Neil Shering of Capital Economics talks to Tomas Hirst about how Russia will tackle its budget deficit.
Q. The financial crisis took a particularly severe toll on the Russian economy, swinging the federal budget sharply from years of surplus into deficit territory. What is the scale of country’s budget deficit?
A. Last year the deficit was 5.9% of GDP. This was down from a surplus of 4.8% in 2008 and a surplus of over 5% in 2007.
In terms of where the country is heading this year, it will depend heavily on your view of oil prices. You would need to get oil back to between $90 to $100 a barrel to balance the budget but our view is that it will fall far short of this.
Projections from the Russian Finance Ministry suggest a deficit of 5% this year falling to 3.6% in 2011.
Q. The Russian government has proposed a sale of state-owned assets to raise capital to plug the deficit. Is the asset sale going to be sufficient to accomplish this goal?
A. This depends on who you talk to in Russia. Assuming they raise the $29 billion (£18 billion) figure suggested by press outlets, it would only account for 2% of this year’s budget deficit.
Since the sales are supposed to be carried out over the next three years they will fall short of fully addressing the problem. It will simply not be enough.
Q. Some commentators have argued that the sale of state-owned assets might lead to the government stepping away from direct influence in the economy and allow for broader economic reforms. How plausible are these arguments?
A. It is an important first step but it is still too early to say whether it represents a broader shift towards greater liberalisation in Russia.
The government is split between the Economy Ministry and the Finance Ministry. Officials in the Economy Ministry are pushing for the scale of asset sales to be limited with the government retaining at least a 75% stake in the companies while [Alexei] Kudrin [Russia’s minister of finance] is proposing the Kremlin keep 51%.
At the moment the tone coming from the country suggests the government is leaning towards a more gradualist approach. Kudrin, however, is still pushing for a larger scale and it’s not quite clear yet who will win. (article continues below)
Q. What are the key stumbling blocks that might limit the size of the programme or threaten it altogether?
A. The big problem with all of this is that there are too many vested interests in keeping the status quo. There is a deep-seated rigidity in the politics around these institutions, particularly with the so-called “strategic industries” in the natural resources area.
Even if the Finance Ministry wins the debate, the government will still hold a controlling stake in these businesses.
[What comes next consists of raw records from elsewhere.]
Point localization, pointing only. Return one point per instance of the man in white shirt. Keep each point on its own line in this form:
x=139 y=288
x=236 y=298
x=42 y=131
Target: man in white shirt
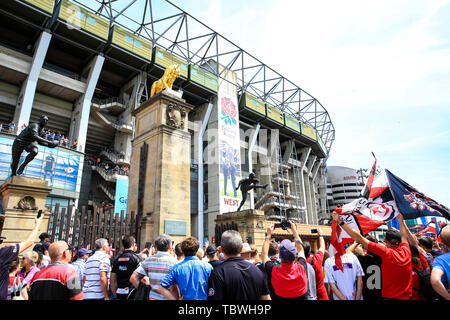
x=346 y=285
x=97 y=272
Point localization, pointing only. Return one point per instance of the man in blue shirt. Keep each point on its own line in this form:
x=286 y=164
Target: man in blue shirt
x=440 y=275
x=191 y=275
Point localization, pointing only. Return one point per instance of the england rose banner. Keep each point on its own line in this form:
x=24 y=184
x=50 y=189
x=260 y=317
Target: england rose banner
x=229 y=152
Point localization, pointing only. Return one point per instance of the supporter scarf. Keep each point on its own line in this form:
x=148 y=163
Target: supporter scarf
x=289 y=280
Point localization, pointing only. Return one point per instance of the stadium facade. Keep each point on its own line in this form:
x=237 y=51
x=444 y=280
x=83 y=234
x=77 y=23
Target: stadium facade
x=89 y=64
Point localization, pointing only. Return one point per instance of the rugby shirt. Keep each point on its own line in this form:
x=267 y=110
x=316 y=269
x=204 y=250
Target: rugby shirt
x=56 y=282
x=156 y=267
x=96 y=263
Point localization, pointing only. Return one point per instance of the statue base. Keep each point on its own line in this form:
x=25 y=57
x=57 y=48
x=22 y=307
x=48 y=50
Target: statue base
x=249 y=223
x=22 y=198
x=159 y=187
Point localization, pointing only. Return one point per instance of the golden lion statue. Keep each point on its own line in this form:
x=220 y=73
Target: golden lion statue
x=170 y=74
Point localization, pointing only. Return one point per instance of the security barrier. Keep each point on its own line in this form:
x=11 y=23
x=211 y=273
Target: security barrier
x=132 y=43
x=291 y=123
x=46 y=5
x=164 y=59
x=79 y=17
x=308 y=131
x=250 y=102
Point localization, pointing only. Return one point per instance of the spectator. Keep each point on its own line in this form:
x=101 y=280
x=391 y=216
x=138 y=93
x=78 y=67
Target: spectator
x=58 y=281
x=191 y=275
x=419 y=263
x=156 y=267
x=317 y=260
x=179 y=253
x=440 y=275
x=18 y=287
x=426 y=243
x=254 y=255
x=29 y=267
x=211 y=253
x=80 y=263
x=235 y=278
x=11 y=127
x=200 y=254
x=246 y=252
x=97 y=272
x=396 y=270
x=346 y=284
x=11 y=253
x=371 y=266
x=288 y=278
x=42 y=246
x=123 y=267
x=311 y=274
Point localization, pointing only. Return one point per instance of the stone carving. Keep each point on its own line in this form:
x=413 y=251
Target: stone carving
x=175 y=116
x=28 y=140
x=27 y=203
x=248 y=184
x=170 y=74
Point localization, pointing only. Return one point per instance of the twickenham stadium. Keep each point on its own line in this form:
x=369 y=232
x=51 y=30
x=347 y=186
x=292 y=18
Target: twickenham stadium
x=89 y=66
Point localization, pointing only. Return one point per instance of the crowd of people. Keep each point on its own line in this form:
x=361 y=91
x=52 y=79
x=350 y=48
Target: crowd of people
x=48 y=134
x=97 y=161
x=401 y=268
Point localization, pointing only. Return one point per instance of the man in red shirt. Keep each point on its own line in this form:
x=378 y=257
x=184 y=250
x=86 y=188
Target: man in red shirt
x=58 y=281
x=396 y=268
x=316 y=260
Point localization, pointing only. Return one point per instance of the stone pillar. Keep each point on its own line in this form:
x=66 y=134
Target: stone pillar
x=161 y=194
x=250 y=223
x=22 y=198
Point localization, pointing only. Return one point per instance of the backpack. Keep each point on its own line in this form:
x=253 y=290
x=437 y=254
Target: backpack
x=142 y=292
x=426 y=288
x=16 y=289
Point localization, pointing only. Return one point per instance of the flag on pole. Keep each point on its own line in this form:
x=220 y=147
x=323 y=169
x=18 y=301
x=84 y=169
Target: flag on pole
x=411 y=202
x=365 y=214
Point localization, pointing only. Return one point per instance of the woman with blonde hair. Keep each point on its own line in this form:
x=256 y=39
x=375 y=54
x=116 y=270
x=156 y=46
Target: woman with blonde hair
x=29 y=267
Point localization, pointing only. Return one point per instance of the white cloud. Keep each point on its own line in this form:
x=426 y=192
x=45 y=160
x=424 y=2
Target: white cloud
x=378 y=67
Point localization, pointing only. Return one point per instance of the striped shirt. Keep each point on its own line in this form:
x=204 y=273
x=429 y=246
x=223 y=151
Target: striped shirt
x=155 y=268
x=96 y=263
x=79 y=266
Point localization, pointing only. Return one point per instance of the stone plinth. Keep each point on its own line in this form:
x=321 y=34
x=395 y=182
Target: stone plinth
x=250 y=223
x=22 y=198
x=159 y=179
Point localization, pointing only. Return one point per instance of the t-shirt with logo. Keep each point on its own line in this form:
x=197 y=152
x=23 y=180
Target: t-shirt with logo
x=95 y=264
x=443 y=263
x=124 y=266
x=396 y=270
x=7 y=255
x=345 y=281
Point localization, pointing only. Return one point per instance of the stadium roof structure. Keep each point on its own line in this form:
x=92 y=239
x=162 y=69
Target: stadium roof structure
x=167 y=26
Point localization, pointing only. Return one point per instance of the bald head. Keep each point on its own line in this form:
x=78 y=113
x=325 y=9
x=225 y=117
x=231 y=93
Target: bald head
x=57 y=252
x=445 y=236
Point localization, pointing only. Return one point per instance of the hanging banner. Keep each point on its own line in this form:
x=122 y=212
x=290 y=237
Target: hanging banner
x=229 y=152
x=121 y=196
x=58 y=166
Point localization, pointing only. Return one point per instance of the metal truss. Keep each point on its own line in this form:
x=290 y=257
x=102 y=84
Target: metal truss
x=167 y=26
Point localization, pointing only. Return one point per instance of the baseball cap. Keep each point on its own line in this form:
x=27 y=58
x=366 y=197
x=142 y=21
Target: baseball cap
x=211 y=250
x=44 y=235
x=287 y=250
x=246 y=248
x=83 y=251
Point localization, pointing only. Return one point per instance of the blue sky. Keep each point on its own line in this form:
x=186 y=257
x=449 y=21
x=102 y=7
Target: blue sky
x=381 y=69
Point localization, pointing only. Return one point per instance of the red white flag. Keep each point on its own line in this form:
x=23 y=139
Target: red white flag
x=365 y=214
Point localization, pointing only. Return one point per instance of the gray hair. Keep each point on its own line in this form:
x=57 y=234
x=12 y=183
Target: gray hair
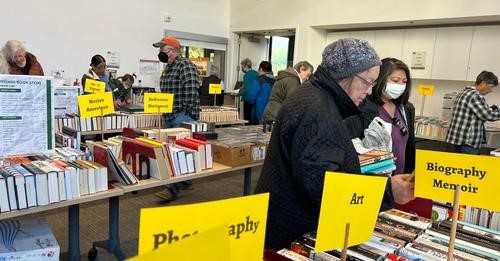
x=247 y=62
x=301 y=64
x=10 y=48
x=4 y=66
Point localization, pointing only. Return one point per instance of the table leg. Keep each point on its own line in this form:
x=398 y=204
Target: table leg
x=247 y=183
x=74 y=232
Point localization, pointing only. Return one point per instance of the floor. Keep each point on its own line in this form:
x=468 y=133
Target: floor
x=94 y=215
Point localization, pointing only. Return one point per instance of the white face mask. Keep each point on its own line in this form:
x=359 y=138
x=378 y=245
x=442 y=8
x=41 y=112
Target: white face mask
x=394 y=90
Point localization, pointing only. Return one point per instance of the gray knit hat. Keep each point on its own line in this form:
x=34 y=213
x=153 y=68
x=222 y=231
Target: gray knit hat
x=346 y=57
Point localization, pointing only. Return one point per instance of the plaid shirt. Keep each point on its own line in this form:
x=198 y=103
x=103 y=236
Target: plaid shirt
x=470 y=111
x=181 y=79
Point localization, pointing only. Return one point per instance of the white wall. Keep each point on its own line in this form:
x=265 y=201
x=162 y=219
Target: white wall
x=66 y=34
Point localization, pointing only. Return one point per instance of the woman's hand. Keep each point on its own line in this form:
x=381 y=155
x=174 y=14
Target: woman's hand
x=402 y=189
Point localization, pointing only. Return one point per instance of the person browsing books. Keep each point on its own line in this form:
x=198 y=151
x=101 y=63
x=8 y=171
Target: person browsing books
x=310 y=138
x=389 y=102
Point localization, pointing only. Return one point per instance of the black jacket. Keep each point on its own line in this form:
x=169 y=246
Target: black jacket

Given that 51% is the same stake the Kremlin holds in Gazprom, the evidence suggests it will not affect the way in which they act towards them.
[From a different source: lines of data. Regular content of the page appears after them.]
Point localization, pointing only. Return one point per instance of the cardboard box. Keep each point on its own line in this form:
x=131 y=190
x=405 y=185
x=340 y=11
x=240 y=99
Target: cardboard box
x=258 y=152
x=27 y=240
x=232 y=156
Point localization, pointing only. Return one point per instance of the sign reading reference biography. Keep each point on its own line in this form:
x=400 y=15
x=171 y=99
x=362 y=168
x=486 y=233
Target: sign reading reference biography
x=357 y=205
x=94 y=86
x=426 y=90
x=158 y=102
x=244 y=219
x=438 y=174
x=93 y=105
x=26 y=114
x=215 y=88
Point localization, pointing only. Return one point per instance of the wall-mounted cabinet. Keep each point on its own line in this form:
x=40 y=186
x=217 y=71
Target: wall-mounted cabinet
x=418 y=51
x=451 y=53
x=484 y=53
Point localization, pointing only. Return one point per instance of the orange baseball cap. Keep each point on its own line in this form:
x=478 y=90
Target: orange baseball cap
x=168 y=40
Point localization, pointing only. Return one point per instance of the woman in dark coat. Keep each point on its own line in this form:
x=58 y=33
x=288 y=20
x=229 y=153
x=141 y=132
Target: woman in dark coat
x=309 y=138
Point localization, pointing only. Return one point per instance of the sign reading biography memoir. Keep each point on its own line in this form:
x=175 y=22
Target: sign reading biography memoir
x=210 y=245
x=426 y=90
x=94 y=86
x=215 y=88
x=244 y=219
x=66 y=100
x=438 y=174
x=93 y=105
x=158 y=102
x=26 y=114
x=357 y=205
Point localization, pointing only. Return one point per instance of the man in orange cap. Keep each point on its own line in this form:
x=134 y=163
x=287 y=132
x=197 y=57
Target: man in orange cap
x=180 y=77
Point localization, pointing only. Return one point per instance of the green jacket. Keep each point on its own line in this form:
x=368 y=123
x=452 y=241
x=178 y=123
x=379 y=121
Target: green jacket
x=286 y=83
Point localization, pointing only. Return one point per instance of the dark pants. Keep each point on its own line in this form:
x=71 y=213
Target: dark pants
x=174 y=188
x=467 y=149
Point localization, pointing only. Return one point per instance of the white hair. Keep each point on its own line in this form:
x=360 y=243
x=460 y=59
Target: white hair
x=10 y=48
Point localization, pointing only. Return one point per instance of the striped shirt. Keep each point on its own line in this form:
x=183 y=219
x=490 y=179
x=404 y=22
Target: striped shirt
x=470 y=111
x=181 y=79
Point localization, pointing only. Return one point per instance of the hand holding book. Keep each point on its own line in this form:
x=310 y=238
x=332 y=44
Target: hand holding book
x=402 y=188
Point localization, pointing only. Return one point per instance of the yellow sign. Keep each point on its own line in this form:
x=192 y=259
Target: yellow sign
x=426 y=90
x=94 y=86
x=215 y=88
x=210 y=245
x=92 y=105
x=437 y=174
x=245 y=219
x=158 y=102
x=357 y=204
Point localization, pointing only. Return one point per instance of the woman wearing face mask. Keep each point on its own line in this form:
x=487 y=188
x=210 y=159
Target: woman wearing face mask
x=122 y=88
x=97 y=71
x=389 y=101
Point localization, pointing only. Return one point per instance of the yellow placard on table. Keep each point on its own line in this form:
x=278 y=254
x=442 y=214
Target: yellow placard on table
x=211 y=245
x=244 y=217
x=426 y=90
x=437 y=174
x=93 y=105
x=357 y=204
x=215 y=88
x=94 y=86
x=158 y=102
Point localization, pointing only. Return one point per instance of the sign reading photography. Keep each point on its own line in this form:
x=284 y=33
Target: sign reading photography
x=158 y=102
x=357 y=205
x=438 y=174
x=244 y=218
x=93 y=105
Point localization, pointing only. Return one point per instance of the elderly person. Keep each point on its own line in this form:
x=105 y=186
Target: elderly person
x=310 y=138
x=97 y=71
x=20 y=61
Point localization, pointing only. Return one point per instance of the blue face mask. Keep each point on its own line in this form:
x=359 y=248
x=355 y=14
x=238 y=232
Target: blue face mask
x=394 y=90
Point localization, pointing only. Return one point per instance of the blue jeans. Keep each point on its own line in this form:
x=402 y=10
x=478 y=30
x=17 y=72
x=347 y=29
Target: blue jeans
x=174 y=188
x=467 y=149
It would take large-scale political and business culture reform for this enterprise to directly lead to a longer-term structural shift. There is little sign that this is what is happening.
Q. Given the size of the hole in Russia’s federal budget, is it surprising that the plans have caused such a debate within Kremlin ranks?
A. I think it’s more that the political incentive of retaining controlling stakes in what the government sees as strategic assets is outweighing the financial demands posed by the deficit.
They are keen to avoid being seen to make the same mistakes of the mid-1990s where state assets were sold off to powerful oligarchs and eventually had to be wrested back from them.
Of course, many of the comparisons being made between what happened under Yeltsin and the current situation are misguided. Russian financial markets have matured over the past decade and the government has been careful to build up foreign currency reserves to protect the country against external shocks.
What we are seeing now is not a fire sale of assets but an attempt to plug a temporary hole in government finances without dipping back into the reserve pool.
Q. Rosneft, Russia’s state-owned oil producer and one of the companies linked with the asset sale, appeared to link the move with a review of Russia’s windfall tax on oil profits, which mean the government takes 90% of profits above $25 a barrel. Is this an area that is likely to be looked at?
A. The government is really caught between a rock and a hard place on this issue. They have tried to insulate the economy from oil price volatility and came to the conclusion that the best way of doing this was by introducing a windfall tax. This means that they can build up counter-cyclical reserves when the oil price is high and use them to soften the blow when prices fall.
Removing this buffer could cause significant concerns for an economy that is heavily reliant on commodities.
That said if the oil price started to trend higher over the medium to long term there might be a case to review the level at which the windfall tax kicks in for producers.
Q. Might the government use this opportunity to raise money in international markets to help get stalled infrastructure projects moving after state funding was cut in the last budget?
A. If they’re raising capital to plug the deficit then it would be counterproductive to raise government spending on infrastructure. I think we are unlikely to see any moves in that direction until the budget deficit is brought down.
Q. Could the sale be a positive move for investors aiming to increase their exposure to higher-quality businesses in Russia?
A. So far, companies in which the government holds a majority stake have not really paid out to investors. With the government appearing set to keep their majority stakes it looks as if they might not present great opportunities for foreign investors.